Edmund St. Austell said...

Absolutely correct, my friend. She and Caruso worked beautifully together. She was American, but she sang as the Italians sing, because New York, from that day to almost the present, was Little Italy as far as opera is concerned. She adapted very well. And you are right about the range in the piece. It takes an alto with a good top to really do justice to Amneris, which is a brutal role if there ever was one. The first high note that Homer sings in this duet is a G natural, and that for her is getting close to her natural top. To try to sing two full tones above G is very hard, and she doesn't really quite make it. Even for Caruso, a high voce singer, B natural is a stretch. For a contralto, it's too much to hope for, at least for one who carries up as much weight in the voice as Louise Homer did. That was a BIG voice.

Edmund St. Austell said...

And one other thing, n.a., you are right about the baritonal quality of his voice. That is one of the criticisms commonly leveled at Caruso, and that is that he is basically a baritone with a high top. As you can imagine, that is a good way to start a screaming argument among opera lovers:)

Anonymous said...

"As you can imagine, that is a good way to start a screaming argument among opera lovers:)"

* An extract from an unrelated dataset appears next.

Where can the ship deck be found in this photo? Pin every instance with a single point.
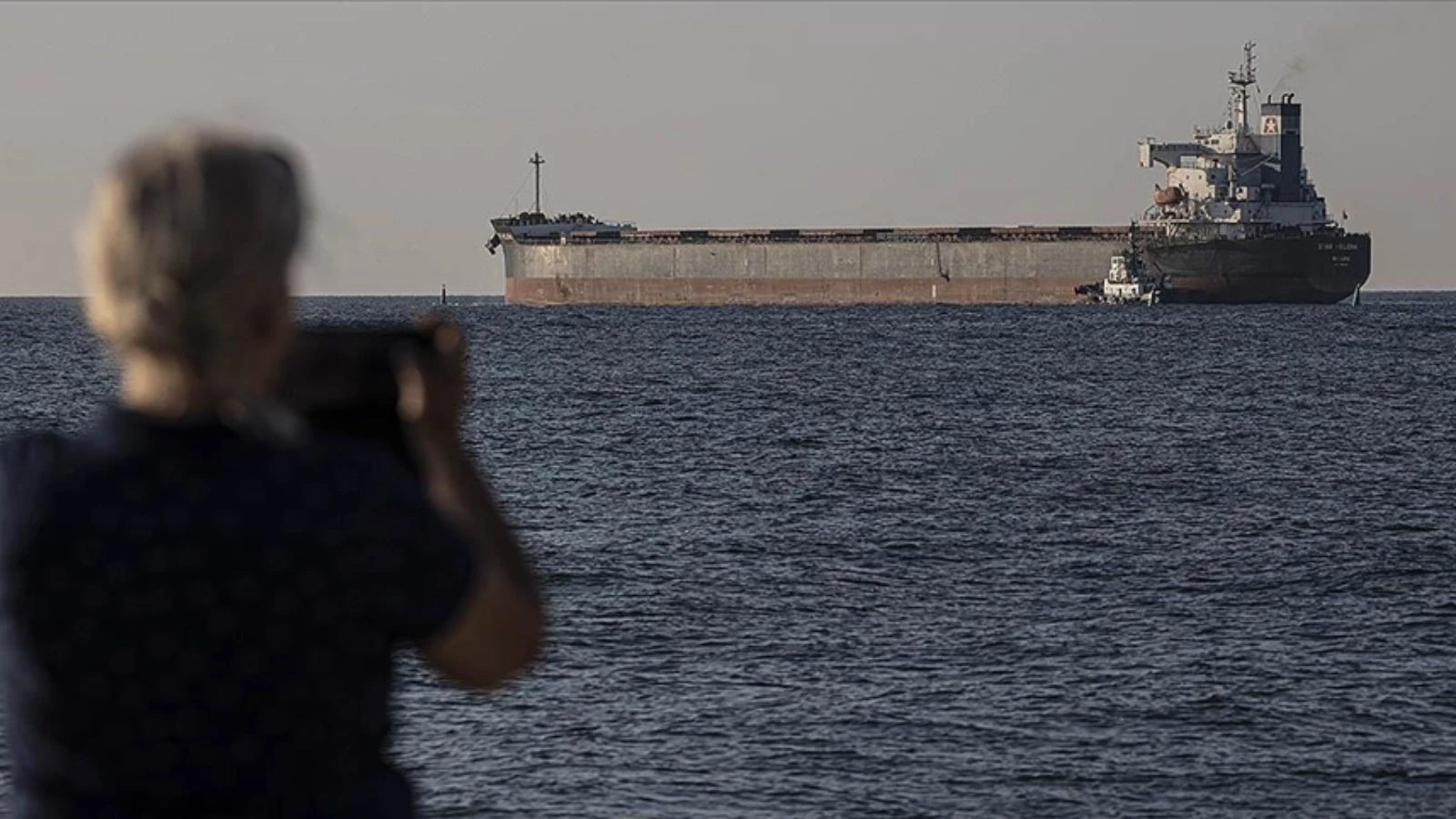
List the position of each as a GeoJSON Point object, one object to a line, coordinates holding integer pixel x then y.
{"type": "Point", "coordinates": [837, 235]}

I noticed that the reason of many quarrels among opera fans is not a singer's voice, but the competition "whose taste is more refined":)
Personally, I don't think that his baritonal quality is bad.In contrary, it's exciting to hear that a low voice turns into high one, like it is with Giacomini, and Homer(among contraltos)

n.a.

Edmund St. Austell said...

You make a good point, of course. The refined taste argument is at the base of many such distinctions. Given the fact that Caruso was known for his big, heroic roles, especially late in his career, the big baritonal middle voice served him well. The comparison to Giacomini in that regard is an apt one. Caruso was a verismo tenor to the very core. I suppose that for those who prefered more traditional, bel canto types (Bonci, Schipa) it might seem that Caruso did a lot of screaming, but all that is, as you correctly say, a matter of taste.

Ernzo said...

I wandered into this page, Louise Homer was my paternal great grandmother, her daughter Louise Stires my grandmother, and we are always amazed at how much is available online. Searching for any movie clips, but no luck! Maybe a lost cause, oh well, we have the recordings!

E. Stires

Edmund St. Austell said...

Thank you so much for your comment. Your great gradmother was a very beloved figure in the history of music in this country. You must still to this day be very proud of her! I'll keep my eyes open for any hints of an old film, and will be sure to pass the word along if I find anything. I assume your name as listed above will connect us. Thanks again for the comment. (I heard two weeks ago from Galli Curci's great-niece! ) Edmund

Lisa Beekley Brown said...

Louise Homer was my great grandmother as well; her daughter Hester was my grandmother. My maiden name was Louise Homer Beekley, although I went by the nickname of Lisa. As a child, Homer was a difficult middle name for a girl to have but when I got to college the music professors made quite a fuss and it made me very proud. It is exciting to read so many glowing comments about her still today, especially since she died 13 years before my birth.

L. Beekley Brown

Edmund St. Austell said...

It's nice to know there are so many great grandchildren around! You are all fortunate to be able to count as a relative one of the most beloved singers this country ever produced. People still speak of her fondly today. She was a lovely person and a great artist! I appreciate your comment!

Gerhard Santos said...

MOLTO BELLO!!! Thank you so much for this Valuable biographical information. Thank you for posting this great operatic soprano and I enjoyed it so much! again Thank you my friend! More Blessing and Good Luck!* GOD BLESS *

Edmund St. Austell said...

You are most welcome.

L Kidwell said...

This is a thrilling note to read, as I sm a great-granddaughter! E must stand for Ernie. I am Happy' granddaughter. I'm wondering if she ever sang a role in Oedipus, Enescu's only opera. I visited his home in Romania today.